Chirac in die Wohngemeinschaft

Der Mann, der den Erdrutsch vor gut vier Wochen losgetreten hat, saß gestern morgen in seinem Palast im 8. Pariser Arrondissement und mußte die Konsequenzen regeln. Erst empfing Jacques Chirac seinen Lieblingspremierminister Alain Juppé, um dessen Demission entgegenzunehmen. Dann unterhielt er sich eine Stunde lang mit dem Chef der Sozialistischen Partei, Lionel Jospin, bevor er ihn offiziell zum neuen Premierminister bestimmte. In den nächsten Tagen, noch vor Ende dieser Woche, will Jospin die Zusammensetzung seiner Regierung bekanntgeben: Sie soll kleiner sein als bisher und neue und alte sozialistische Minister sowie Grüne und Kommunisten umfassen.

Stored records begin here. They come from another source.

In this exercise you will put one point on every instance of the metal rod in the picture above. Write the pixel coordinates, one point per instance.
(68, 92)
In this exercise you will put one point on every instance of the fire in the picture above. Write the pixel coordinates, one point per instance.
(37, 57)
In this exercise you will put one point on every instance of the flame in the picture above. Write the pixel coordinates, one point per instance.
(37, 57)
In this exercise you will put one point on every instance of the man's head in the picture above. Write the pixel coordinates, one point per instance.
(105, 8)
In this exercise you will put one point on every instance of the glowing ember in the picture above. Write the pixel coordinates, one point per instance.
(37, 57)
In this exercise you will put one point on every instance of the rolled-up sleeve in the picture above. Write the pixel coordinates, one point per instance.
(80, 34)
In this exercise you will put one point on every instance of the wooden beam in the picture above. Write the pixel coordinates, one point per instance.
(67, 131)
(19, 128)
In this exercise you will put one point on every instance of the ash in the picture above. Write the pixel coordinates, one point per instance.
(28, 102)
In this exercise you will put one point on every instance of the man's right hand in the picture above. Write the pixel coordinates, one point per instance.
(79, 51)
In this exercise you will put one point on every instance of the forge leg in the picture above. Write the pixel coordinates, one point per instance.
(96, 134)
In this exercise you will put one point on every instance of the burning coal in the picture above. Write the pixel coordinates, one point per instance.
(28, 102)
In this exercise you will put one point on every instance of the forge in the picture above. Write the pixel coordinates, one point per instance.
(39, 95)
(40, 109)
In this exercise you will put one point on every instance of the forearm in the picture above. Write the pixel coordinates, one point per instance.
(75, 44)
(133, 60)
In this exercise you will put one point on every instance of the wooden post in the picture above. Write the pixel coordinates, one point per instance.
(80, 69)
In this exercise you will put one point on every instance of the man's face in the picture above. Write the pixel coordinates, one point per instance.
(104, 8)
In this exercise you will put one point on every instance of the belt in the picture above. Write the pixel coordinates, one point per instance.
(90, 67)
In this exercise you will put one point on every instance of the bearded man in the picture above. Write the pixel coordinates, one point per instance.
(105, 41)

Die französischen Grünen starteten am Sonntag eine Blitzkarriere, die ihnen gleichzeitig erstmals den Einzug ins Parlament (7 Sitze) und in die Regierung öffnete. Die Kommunisten, die mit nunmehr 38 Abgeordneten erstmals seit 20 Jahren ihren Abwärtstrend umgekehrt haben, befragen seit gestern ihre Zellen über eine Regierungsbeteiligung. Das Wahlergebnis, das den Kommunisten 15 zusätzliche Mandate bringt, stärkt Parteichef Robert Hue, der die „Mutation“ der KPF vorangetrieben hat und für eine Koalition mit den Sozialisten votiert. Hardliner wie der Abgeordnete Alain Bocquet ziehen es vor, die Regierung von Fall zu Fall zu unterstützen, ohne eigene Minister zu stellen.

Die Sozialisten wünschen sich auf jeden Fall einen kommunistischen Minister, „am besten für das Postministerium“. Entgegen ersten Hochrechnungen ist die PS ohnehin auf die Unterstützung der KPF angewiesen, um die nötige Mehrheit von 289 Sitzen in der Nationalversammlung zu erreichen.

Allzu großen Erwartungen an das Regierungsprogramm der neuen Koalition setzte PS-Sprecher François Hollande gestern bereits einen Dämpfer auf. „Wir können nicht alles sofort machen“, sagte er. Ein neuer Austeritätsplan für den Übergang zum Euro sei aber nicht nötig, ergänzte er.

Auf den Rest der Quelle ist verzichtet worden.